При этом неверно утверждение, будто в спорах рождается истина. Истина уже родилась, иначе не стоило бы вести о ней споры. Но истина спорна по своей природе, ибо созерцается с разных точек зрения, сопоставлению которых и посвящен диалог. Здесь новый Платон допускает первый иронический выпад против Платона древнего. Если вещь является лишь видимостью, мнимостью, тенью истинной идеи, как идея может быть сущностью вещи? Одно из двух: или в мнимом присутствует истинное, и тогда мнимое не мнимо, либо в истинном присутствует мнимое, и тогда истинное не истинно. Эту дилемму наивно разрешал, а не разрушал миф: присутствие вещи в бытии во всей неисчерпаемости такого присутствия, когда возможность совпадает с действительностью, а действительность остается возможностью. Миф – ситуация перед сотворением мира, которое совершается вечно, когда каждая вещь оборачивается миром, а мир оборачивается вещью. (Через тридцать лет Чудотворцев напишет «Материю мифа», за что будет приговорен к расстрелу, но расстрел заменят бессрочной ссылкой.) Первородный грех философии – разрыв с мифом; философия усугубляет и одновременно искупает этот разрыв новыми мифами, выдавая их за новорожденные истины и, как Понтий Пилат, вопрошая: «Что есть истина?» – хотя Истина стоит перед ней во плоти и прямо говорит о Себе: «Я есмь Путь и Истина и Жизнь» (Иоанн, 14:6). Боги мифов не что иное, как идеи, но Бог не есть философская идея, ибо Бог – Истина. Следовательно, абсолютная личность, а потому философия может лишь признавать, но не познавать Бога.

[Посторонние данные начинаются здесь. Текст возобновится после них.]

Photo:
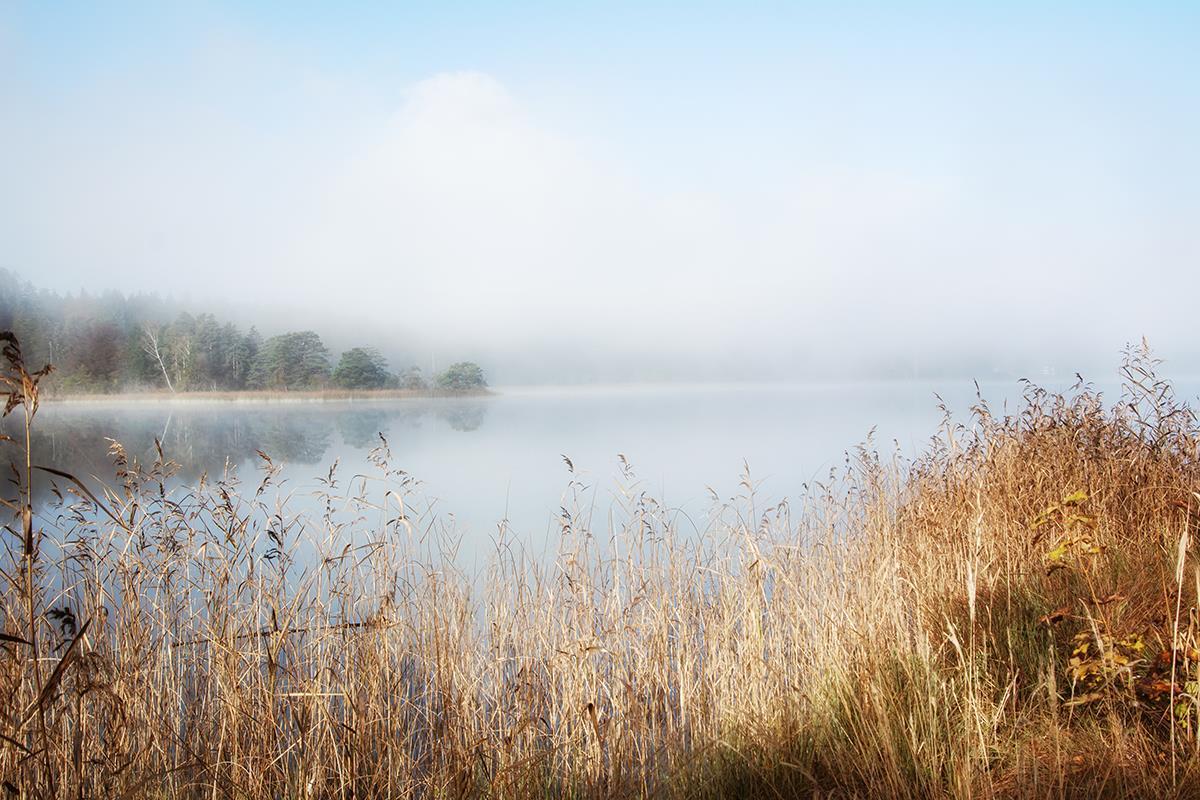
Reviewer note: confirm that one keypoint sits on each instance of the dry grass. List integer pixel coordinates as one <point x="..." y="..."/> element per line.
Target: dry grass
<point x="1011" y="615"/>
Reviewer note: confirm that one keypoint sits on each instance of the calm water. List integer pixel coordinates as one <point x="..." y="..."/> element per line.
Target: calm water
<point x="485" y="459"/>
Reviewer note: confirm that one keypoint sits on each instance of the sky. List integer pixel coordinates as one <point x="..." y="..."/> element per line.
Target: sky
<point x="585" y="192"/>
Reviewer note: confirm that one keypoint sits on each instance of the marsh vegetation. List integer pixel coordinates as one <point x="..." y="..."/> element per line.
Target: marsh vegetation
<point x="1011" y="614"/>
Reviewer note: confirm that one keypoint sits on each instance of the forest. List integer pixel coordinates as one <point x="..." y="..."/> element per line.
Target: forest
<point x="113" y="342"/>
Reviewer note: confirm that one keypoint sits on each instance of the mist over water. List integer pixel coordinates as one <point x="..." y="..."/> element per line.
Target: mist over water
<point x="481" y="461"/>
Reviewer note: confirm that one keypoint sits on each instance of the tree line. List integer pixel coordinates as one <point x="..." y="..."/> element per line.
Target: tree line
<point x="114" y="342"/>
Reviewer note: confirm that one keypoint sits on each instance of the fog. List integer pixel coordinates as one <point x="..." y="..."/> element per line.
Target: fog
<point x="622" y="194"/>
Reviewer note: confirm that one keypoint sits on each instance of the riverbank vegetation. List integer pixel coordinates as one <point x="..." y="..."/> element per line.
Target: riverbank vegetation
<point x="1013" y="614"/>
<point x="115" y="343"/>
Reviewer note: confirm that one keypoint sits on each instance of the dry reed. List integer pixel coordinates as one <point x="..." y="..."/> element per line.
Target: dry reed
<point x="1013" y="614"/>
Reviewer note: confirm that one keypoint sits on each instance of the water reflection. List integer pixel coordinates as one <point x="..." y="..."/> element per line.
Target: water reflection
<point x="203" y="439"/>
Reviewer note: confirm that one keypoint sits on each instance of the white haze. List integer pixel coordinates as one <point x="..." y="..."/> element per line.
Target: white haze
<point x="459" y="218"/>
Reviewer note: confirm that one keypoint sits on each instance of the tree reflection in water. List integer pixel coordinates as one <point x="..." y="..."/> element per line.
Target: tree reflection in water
<point x="203" y="439"/>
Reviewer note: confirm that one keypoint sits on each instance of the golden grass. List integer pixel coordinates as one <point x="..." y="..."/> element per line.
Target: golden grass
<point x="1012" y="615"/>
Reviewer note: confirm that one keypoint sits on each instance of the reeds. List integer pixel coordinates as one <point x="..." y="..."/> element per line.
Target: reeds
<point x="1013" y="614"/>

В этом вечная трагедия философии, остающейся лишь служанкой, а не союзницей богословия, ибо скрытая сущность философии – атеизм (Мартин Хайдеггер скажет об этом двадцать лет спустя), но это героический атеизм Кириллова, высшая форма нестерпимой тоски по Богу.
А древняя эллинская трагедия преодолевается в двух формах: во-первых, в форме христианской литургии, сохраняющей хор древней трагедии (Вячеслав Иванов назовет эллинскую трагедию Ветхим Заветом для язычников), но искупающей трагическую вину человека самопожертвованием Богочеловека, и, во-вторых, в форме диалога, предвосхищающего блаженство соборности, о чем Сократ говорит перед смертью: «И, наконец, самое главное – это проводить время в том, чтобы распознавать и разбирать тамошних людей точно так же, как здешних, а именно кто из них мудр и кто из них только думает, что мудр, а на самом деле не мудр; чего не дал бы всякий… чтобы узнать доподлинного человека, который привел великую рать под Трою, или узнать Одиссея, Сисифа и множество других мужей и жен, которых распознать, с которыми беседовать и жить вместе было бы несказанным блаженством». Даже если допустить, что мудрые язычники и язычницы, упомянутые Сократом, не могут быть в христианском раю, Данте обрисовывает райское блаженство в духе этих слов Сократа.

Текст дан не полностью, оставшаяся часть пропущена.